Kwiecinski referred to a debate in Poland about Chopin’s patriotism. “After the (failure of the November) revolution in Poland, a lot of Polish refugees came to Paris, but he didn’t like them. They were poor, not well-dressed. They wanted only money. He did give enormous amounts to a refugee organisation in Paris. Despite not liking concerts, he played in one (in November 1848 in London, his last) for the aid of refugees. He was ready to help them but did not want to associate with them. He belonged to a higher level of society. But he was absolutely a patriot.”
Modern touch
Before his death, he began to experiment. “The music he composed in this phase was not something simple for the audience, but very difficult and strange. It is very contemporary even today.”
The film has a scene where a dying Chopin asks his friends to burn all his unpublished compositions. “They exist because friends, like Julian Fontana, didn’t fully follow his order. Only 20 per cent were burnt. (Even last year, some new compositions were unearthed, the film’s creative producer Magdalena Pietrowska interjects). But he wrote only 28 hours of music.”
Eryk Kulm, who put in an intense performance in the title role, had finished music school in the past. “So he knew how to play the piano. But Chopin is hard to play for someone who is not regular. That’s why Eryk went to a chalet in the French Alps and practised for six hours every day for several months to learn how to play the parts of Chopin’s music that were filmed,” the director recalled.
The film had its musical challenges. We refer to a scene where Chopin is trying to compose a piece but not getting it right. He throws away the sheets of the score in frustration and then sits down again and finally, finishes the composition.

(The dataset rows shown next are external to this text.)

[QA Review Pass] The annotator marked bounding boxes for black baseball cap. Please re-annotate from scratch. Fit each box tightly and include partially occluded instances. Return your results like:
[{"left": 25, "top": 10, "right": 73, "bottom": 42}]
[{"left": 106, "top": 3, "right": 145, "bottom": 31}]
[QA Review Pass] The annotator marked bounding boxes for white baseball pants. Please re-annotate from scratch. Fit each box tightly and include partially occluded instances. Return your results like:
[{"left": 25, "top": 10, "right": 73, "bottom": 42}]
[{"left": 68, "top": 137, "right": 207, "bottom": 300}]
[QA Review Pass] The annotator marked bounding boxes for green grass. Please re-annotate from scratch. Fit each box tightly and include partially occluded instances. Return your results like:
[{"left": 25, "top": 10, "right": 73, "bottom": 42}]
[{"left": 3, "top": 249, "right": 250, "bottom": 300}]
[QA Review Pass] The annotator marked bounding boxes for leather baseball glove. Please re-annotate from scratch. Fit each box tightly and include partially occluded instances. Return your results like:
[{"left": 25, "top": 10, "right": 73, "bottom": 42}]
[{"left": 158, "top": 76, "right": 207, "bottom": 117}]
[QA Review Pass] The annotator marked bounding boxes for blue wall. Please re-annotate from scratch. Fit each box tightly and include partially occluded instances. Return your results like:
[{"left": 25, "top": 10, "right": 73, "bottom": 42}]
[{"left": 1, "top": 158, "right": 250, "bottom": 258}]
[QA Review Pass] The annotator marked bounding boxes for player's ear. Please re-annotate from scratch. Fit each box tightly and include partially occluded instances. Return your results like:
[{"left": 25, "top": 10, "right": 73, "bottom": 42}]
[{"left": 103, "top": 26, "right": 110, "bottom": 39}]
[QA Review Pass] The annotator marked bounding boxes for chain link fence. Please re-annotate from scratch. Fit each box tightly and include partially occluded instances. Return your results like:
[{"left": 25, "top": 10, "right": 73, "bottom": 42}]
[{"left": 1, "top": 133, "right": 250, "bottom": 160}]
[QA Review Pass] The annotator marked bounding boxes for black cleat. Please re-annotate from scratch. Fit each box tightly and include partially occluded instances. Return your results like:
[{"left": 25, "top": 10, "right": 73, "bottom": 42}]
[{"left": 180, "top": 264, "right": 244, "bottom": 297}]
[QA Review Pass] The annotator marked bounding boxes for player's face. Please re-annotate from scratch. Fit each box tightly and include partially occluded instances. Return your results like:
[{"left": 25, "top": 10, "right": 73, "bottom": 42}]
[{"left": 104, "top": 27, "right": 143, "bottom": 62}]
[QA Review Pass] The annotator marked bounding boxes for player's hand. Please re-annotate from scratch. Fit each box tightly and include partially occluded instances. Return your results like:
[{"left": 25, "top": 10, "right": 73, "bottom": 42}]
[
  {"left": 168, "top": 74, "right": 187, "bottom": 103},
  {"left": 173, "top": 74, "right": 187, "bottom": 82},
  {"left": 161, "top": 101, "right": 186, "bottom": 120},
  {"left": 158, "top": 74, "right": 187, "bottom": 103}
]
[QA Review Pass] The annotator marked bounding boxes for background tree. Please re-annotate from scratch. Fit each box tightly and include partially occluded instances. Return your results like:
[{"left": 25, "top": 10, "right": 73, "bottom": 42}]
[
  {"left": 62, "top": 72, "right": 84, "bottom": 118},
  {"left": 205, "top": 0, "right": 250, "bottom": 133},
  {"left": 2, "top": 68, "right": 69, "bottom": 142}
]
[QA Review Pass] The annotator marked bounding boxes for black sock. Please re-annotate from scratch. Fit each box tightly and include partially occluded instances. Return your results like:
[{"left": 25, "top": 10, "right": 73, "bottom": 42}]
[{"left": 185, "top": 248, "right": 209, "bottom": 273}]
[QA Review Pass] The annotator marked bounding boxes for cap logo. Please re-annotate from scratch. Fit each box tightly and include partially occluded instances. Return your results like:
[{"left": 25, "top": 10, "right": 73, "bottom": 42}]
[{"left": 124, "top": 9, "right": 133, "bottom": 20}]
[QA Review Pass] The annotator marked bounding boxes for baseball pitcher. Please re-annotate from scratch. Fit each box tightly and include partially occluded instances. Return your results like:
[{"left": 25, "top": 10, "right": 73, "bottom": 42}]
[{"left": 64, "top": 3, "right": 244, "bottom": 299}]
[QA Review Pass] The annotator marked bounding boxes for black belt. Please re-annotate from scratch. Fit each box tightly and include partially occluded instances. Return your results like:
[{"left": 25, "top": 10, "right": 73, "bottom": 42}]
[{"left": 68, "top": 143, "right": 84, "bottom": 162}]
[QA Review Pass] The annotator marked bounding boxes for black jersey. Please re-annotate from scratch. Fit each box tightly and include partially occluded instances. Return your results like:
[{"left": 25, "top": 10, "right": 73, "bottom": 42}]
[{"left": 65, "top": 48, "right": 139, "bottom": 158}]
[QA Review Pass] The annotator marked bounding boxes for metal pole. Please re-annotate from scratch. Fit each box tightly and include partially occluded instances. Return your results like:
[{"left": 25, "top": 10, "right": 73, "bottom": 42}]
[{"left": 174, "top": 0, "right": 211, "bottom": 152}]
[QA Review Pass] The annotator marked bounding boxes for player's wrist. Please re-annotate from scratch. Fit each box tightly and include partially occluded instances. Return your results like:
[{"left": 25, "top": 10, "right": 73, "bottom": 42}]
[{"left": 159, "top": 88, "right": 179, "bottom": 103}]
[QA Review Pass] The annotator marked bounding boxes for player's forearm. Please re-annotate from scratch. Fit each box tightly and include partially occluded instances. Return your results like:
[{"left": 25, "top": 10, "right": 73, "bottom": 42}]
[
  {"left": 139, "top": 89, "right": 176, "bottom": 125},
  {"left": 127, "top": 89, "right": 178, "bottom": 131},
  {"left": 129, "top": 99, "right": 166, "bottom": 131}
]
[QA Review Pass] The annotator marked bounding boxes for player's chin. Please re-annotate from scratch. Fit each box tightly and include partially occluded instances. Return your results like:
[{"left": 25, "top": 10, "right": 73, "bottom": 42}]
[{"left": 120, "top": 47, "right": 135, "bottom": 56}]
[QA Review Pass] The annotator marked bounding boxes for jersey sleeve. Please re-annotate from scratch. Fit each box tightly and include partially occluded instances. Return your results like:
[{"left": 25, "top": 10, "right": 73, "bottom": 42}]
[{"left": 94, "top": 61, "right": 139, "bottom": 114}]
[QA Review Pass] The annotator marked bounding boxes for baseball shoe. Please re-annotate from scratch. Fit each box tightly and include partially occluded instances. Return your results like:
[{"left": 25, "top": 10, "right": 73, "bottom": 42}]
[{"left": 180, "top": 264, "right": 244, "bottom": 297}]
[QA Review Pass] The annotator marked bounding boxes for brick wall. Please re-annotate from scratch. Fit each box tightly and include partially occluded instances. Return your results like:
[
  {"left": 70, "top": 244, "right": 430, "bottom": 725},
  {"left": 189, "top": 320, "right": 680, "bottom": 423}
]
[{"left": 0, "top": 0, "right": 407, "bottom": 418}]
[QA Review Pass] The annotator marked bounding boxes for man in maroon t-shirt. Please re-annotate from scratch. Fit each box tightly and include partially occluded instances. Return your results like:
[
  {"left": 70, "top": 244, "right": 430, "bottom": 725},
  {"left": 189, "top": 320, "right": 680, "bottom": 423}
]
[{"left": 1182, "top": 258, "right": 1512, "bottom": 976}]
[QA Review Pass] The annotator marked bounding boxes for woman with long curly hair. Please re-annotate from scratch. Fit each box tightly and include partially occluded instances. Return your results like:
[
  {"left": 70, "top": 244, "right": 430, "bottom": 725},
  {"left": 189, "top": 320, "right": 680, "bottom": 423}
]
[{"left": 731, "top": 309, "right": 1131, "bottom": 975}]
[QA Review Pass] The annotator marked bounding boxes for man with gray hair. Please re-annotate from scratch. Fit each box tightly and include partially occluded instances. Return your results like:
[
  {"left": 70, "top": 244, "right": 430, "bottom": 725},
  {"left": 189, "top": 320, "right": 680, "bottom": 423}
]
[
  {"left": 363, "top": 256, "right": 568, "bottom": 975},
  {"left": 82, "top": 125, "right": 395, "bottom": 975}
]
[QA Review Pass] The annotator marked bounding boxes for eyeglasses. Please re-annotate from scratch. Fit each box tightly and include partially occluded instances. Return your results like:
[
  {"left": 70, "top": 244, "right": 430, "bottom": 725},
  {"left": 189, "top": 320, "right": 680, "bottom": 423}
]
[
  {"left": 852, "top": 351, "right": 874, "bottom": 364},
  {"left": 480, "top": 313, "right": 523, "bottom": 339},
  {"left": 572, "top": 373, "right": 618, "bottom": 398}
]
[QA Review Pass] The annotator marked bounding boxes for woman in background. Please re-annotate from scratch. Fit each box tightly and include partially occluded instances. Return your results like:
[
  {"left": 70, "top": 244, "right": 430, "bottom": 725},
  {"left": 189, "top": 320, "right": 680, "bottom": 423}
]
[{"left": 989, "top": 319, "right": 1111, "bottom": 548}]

“The final piece is Chopin but what he plays before was composed by a modern composer, Tomasz Ritter, using some structures of the final piece,” the director said. “We needed a proper musician who understands how someone who is composing a piece will reach that final point,” the producer added.
Ritter also composed an improvisation that Chopin is shown to play in a house party scene, dedicated to a fly in the room.
Period piano
The film stayed so true to the period that all the instruments used belonged to that era. “We used period pianos in which the clavier (keyboard) is 20 per cent shorter than today’s Steinway models. Even very good pianists don’t want to play it because it’s another dimension. But Ritter is a master in playing historic instruments and has won an international competition,” Kwiecinski said.
At the start of the film, Chopin is shown to play an Erard piano, and 10 minutes later, the make changes to Playel. “Chopin had a contract with the Pleyel company to provide him with pianos. That’s why we had to get an actual Pleyel. In Poland, we have two, but in France, there are hundreds as the company is French. We got ours from Poland. We had it for only one scene — the concert for six towards the beginning,” Pietrowska said.
The piece, called Hexameron, was written on six pianos. Princess Cristina Trivulzio Belgiojoso had conceived the piece in 1837 and persuaded Liszt to assemble a set of variations of the march along with five of his pianist friends.
New release
Chopin Chopin released on October 10 in Poland, alongside the International Chopin Piano Competition in Warsaw, which is held every five years and concluded this year on October 23. “It’s running in the theatres. After this, it will stream on Canal Plus for a year and later on Netflix. It will also air on TVP, our Polish national television,” the director stated.
Kwiecinski plans to do a film in Calcutta. “The script is ready. Only I have changed the age of the hero from 65 to 40 years. The story is about a rich European man without a family. He comes here and spiritually discovers himself but things get complicated.”
Which means Kwiecinski already has a reason to visit the city for the 11th time.